In a move that was widely expected, the Federal Reserve maintained its target fed funds rate range of between 1.5% and 1.75% on Wednesday. The Fed also reassured investors the U.S. economy is strong and the labor market remains solid.
“The Committee judges that the current stance of monetary policy is appropriate to support sustained expansion of economic activity, strong labor market conditions, and inflation returning to the Committee's symmetric 2 percent objective,” the Fed said in a statement.
The rate cut comes after the U.S. added 145,000 jobs in December, missing the target of 160,000 jobs economists were expecting. Wage growth was 2.9% in the month, and the U.S. unemployment rate remained unchanged at 3.5%, it’s lowest level in 50 years.
All 10 members voted unanimously to maintain current rates.
The Federal Reserve has been under pressure from President Donald Trump in the past year to cut interest rates, raising concerns about the Fed’s independence.
“The Fed should get smart & lower the Rate to make our interest competitive with other Countries which pay much lower even though we are, by far, the high standard,” Trump tweeted on Tuesday.

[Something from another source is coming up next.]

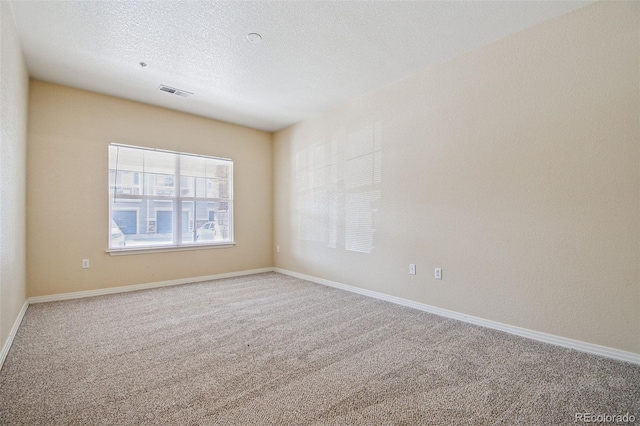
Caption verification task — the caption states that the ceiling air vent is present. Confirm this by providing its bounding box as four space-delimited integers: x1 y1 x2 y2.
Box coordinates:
160 84 193 98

During the Fed’s last interest rate meeting in December, the median target rate on the Fed’s dot plot for year-end 2020 dropped from 1.875% to 1.625%. Thirteen officials anticipate interest rates will not change in 2020, while four are predicting one 0.25% rate hike next year, according to the updated dot plot.
The Fed decision comes after global growth rates have been under pressure in recent quarters.
U.S. GDP growth dropped from 2% in the second quarter to 1.9% in the third quarter and is down from 3.1% in 2018. On Wednesday, the Atlanta Fed cut its fourth-quarter U.S. GDP growth estimate from 1.9% to 1.7%.
Earlier this month, the International Monetary Fund cut its 2019 and 2020 global economic growth forecasts from 3% and 3.4% to 2.9% and 3.3%, respectively. The updated full-year 2019 growth estimate represents the slowest pace of global economic growth since the financial crisis in 2008 and 2009.
Sentiment for the SPDR S&P 500 ETF Trust (NYSE: SPY) has taken a hit in the past week, dropping from 73.8% bullish to to just 59.7% bullish, according to StockTwits message data.
The SPY traded slightly higher by 0.4% after the Fed announcement.
The yield on 10-year U.S. Treasury bonds declined slightly on Wednesday to 1.615%, down 0.026% on the day.